WLAJ (channel 53) is a television station in Lansing, Michigan, United States, affiliated with ABC and The CW Plus. It is owned by Mission Broadcasting, which maintains a shared services agreement (SSA) with Nexstar Media Group, owner of CBS affiliate WLNS-TV (channel 6), for the provision of certain services. WLAJ and WLNS-TV share studios on East Saginaw Street in Lansing's Eastside section; through a channel sharing agreement, the stations transmit using WLAJ's spectrum from a tower on Van Atta Road in Okemos, Michigan. There is no separate website for WLAJ; instead, it is integrated with that of sister station WLNS-TV.

History
WLAJ began broadcasting on October 13, 1990, operating from a converted appliance store. The station was originally owned by Joel Ferguson, the founding owner of the market's first independent station, WFSL-TV (now Fox affiliate WSYM-TV). Ferguson had used the proceeds from the sale of WFSL to launch WLAJ.

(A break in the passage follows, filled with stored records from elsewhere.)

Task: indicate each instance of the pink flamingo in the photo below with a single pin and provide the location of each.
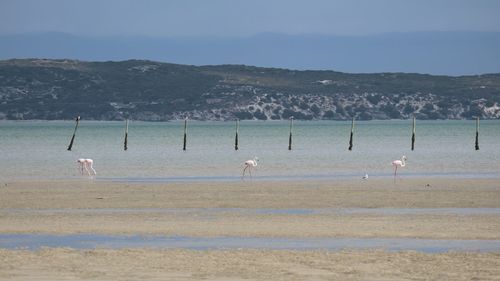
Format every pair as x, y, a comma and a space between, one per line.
397, 163
86, 164
248, 165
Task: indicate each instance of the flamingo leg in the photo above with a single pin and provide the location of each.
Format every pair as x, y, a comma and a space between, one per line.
243, 176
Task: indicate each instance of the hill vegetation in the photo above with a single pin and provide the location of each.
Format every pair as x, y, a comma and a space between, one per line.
148, 90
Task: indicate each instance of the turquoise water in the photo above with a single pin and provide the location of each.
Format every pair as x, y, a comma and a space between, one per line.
37, 149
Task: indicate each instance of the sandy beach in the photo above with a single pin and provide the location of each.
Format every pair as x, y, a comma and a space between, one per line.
251, 209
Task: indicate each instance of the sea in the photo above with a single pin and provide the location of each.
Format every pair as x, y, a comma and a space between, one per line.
35, 150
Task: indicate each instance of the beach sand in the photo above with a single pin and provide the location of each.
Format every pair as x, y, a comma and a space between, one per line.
85, 206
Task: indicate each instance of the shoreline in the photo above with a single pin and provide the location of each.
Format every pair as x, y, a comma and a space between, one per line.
266, 210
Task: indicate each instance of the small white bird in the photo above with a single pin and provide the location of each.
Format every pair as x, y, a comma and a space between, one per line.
248, 165
86, 164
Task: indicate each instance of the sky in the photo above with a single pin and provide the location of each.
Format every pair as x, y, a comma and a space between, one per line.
244, 18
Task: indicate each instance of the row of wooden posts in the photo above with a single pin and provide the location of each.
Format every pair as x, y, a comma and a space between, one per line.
125, 143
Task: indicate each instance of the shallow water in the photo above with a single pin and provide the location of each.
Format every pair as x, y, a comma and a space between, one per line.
91, 241
37, 150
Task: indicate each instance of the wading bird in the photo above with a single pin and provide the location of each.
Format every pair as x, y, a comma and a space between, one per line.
87, 165
397, 163
248, 165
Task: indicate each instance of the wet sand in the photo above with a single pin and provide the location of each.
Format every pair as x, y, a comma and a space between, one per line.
144, 264
61, 207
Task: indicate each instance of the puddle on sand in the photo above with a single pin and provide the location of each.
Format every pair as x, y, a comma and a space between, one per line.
90, 241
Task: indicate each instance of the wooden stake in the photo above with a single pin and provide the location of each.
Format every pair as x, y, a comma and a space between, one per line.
477, 133
74, 133
126, 135
185, 134
236, 136
413, 136
352, 132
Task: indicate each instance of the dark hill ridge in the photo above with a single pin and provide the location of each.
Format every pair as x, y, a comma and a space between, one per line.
148, 90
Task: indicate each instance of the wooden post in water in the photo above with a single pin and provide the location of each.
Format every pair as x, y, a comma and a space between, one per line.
477, 133
236, 136
185, 134
125, 147
74, 133
413, 136
352, 132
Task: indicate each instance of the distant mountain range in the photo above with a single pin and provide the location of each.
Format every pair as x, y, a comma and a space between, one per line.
439, 53
148, 90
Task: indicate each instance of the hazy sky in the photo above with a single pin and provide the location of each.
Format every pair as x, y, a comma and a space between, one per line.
162, 18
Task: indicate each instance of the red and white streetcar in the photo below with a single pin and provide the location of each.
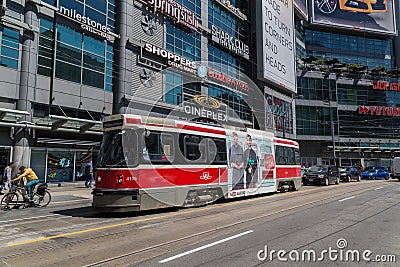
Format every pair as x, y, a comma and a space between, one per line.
149, 163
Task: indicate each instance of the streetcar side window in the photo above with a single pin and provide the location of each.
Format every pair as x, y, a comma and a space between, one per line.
193, 147
158, 147
289, 155
280, 155
217, 151
297, 156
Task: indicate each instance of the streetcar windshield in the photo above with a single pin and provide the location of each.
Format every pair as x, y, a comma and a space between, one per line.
118, 149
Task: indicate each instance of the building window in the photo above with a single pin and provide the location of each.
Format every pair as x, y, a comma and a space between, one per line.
46, 50
371, 52
237, 106
9, 49
80, 58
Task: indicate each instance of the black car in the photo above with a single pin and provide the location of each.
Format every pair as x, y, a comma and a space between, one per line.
321, 174
349, 173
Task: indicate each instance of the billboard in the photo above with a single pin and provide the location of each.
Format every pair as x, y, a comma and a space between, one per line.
368, 15
302, 7
276, 50
279, 114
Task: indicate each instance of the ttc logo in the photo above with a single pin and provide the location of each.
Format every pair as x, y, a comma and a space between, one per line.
206, 176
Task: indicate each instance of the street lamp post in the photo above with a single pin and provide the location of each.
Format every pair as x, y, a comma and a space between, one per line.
283, 115
333, 141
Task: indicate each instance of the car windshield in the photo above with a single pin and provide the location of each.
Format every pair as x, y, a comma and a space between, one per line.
318, 169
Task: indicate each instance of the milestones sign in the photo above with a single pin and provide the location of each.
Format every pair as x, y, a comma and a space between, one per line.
87, 23
278, 52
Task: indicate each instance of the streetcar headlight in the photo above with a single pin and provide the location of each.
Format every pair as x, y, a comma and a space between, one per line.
120, 178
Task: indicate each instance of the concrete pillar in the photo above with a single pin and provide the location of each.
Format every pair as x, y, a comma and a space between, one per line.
23, 137
397, 38
122, 28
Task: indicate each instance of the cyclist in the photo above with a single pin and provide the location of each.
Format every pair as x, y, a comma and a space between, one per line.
31, 179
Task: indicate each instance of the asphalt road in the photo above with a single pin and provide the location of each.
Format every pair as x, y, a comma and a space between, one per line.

Prior to its sign-on in 1990, Lansing had been one of the biggest markets in the United States without a full-time ABC affiliate, even though it had been large enough to support three full network affiliates since at least the 1960s. However, only two VHF licenses were assigned to the city—channels 6 and 10, occupied by CBS affiliate WLNS and NBC affiliate WILX-TV. UHF was not considered viable even after the FCC mandated all-channel tuning in 1964. Although Lansing is a fairly compact market geographically, it is sandwiched between Detroit to the east, Flint–Saginaw–Bay City to the north, Toledo to the south, and Grand Rapids–Kalamazoo–Battle Creek to the west. Therefore, it was not likely there would have been room to drop in a third VHF allocation. By the 1980s, cable and satellite had gained enough penetration in Mid-Michigan to make a UHF "Big Three" affiliate viable.

Before WLAJ signed on, WJRT-TV in Flint had served as the default ABC outlet for the area from its 1958 sign-on until WLAJ debuted. WFSL had briefly carried a few ABC programs in an abortive attempt to become Lansing's ABC affiliate. Other parts of the market received ABC from WUHQ-TV (now WOTV) in Battle Creek and WXYZ-TV in Detroit. As a condition of WLAJ receiving an ABC affiliation, its transmitter had to be located so there was minimum overlap with WJRT.

Ferguson eventually sold a half-stake in WLAJ to Granite Broadcasting in 1996. Granite had the option of buying out the rest of WLAJ, which it exercised six months later after a brief court battle when the owners of the transmitter site tried to stop the sale from taking place. The station was sold to Freedom Communications in 1999. In 2005, a company-wide consolidation of operations at its stations resulted in the move of WLAJ's master control and most other internal operations to the studios of sister station WWMT in Kalamazoo. This left a skeleton crew of six people out of what began with eighty staffers in Lansing. Additionally, WWMT's president and general manager, James Lutton, took over the same capacity at WLAJ after the departure of Ross Reardon.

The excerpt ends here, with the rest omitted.